I fall back, hitting my head hard on a wall shelf behind me, but not hard enough to knock me out completely. I’m almost upset I’m not unconscious at this point. I thought people weren’t supposed to feel pain when their bodies were in fight or flight mode. Instead, I can feel every last ache and throb. My eye feels like it’s outside of my socket, the back of my head feels like it’s going to explode, and my throat is still burning with fire. As I fall to the floor on my knees, grasping the back of my head, his foot makes first contact with my gut, and what little breath I’d regained from being nearly choked to unconsciousness is forced back out of my lungs, leaving me gasping loudly and desperately for air. And before I can regain any use of my lungs, the next kick lands in nearly the same place.
I now crumble to the floor, unable to support my body any longer. As kick after kick lands, I continue to beg my body to take in air, but with every second I’m losing a fighting battle, and what little air I manage to gulp down is horribly expelled from my chest every time his foot makes contact with my abdomen. With every kick, I’m getting further and further away from consciousness. And as my consciousness fades, so, too, does the pain, and I’m only slightly aware of the thudding sound that his foot makes as it meets my body.
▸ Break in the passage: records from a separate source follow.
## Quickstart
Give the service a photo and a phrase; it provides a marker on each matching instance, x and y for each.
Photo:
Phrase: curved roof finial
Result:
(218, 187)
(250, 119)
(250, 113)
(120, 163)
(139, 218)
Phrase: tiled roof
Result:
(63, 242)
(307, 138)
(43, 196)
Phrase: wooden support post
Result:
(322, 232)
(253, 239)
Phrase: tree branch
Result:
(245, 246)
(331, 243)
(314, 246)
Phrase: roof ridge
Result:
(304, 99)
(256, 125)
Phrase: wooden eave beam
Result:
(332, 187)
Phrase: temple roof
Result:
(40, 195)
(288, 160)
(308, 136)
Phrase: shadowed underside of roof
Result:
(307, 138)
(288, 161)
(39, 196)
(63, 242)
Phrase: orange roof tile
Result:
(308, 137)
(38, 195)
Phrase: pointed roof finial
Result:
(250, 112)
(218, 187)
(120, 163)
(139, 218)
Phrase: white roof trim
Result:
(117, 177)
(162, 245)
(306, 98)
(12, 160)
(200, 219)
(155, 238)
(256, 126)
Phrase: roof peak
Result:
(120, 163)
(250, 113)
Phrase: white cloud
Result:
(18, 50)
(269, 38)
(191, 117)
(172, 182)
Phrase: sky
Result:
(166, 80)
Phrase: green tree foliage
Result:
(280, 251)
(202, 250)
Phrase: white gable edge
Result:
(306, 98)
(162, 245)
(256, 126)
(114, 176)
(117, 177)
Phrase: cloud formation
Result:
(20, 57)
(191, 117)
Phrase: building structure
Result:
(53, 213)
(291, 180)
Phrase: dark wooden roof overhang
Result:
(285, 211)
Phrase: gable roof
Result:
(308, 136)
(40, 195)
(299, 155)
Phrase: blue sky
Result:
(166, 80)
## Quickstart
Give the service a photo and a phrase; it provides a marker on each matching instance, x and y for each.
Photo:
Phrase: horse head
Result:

Suddenly the dull thudding stops, and I can feel myself being pulled by my ponytail across the carpet. The carpet is burning my face, and I’m losing hair in ripping clumps as he pulls me along. But every sense is dulled, and while I know what I should be feeling is excruciating, I’m struggling to feel anything at all at this point. And a very sad and defeated part of my mind is resigned to the fact this likely means the end must be near. Logan’s face comes to the front of my mind, and as my father’s torment continues I focus on Logan. I know now I won’t see him again, and I regret in a way that is nearly unbearable that I ever let him slip away. But relief is coming soon.
Death will take me and end the pain and sadness I feel for my loss, and I’m thankful the suffering will be over soon. I hear the zing of scissor blades as he pulls me by my ponytail upright. I’m hanging limply from my ponytail, the hairs tearing from my scalp as the weight of my body is too much for the thin strands to bear. And as I wait for the stab of the scissors, wondering where he’ll mutilate me and how he’ll kill me, I hear instead the scissors releasing me from the hanging force of my ponytail. Once he’s cut through my ponytail, shearing off my long hair, I collapse back to the floor. In my numb haze, I wonder why he cut my hair off. Perhaps he wants me as ugly and repulsive as possible in my casket.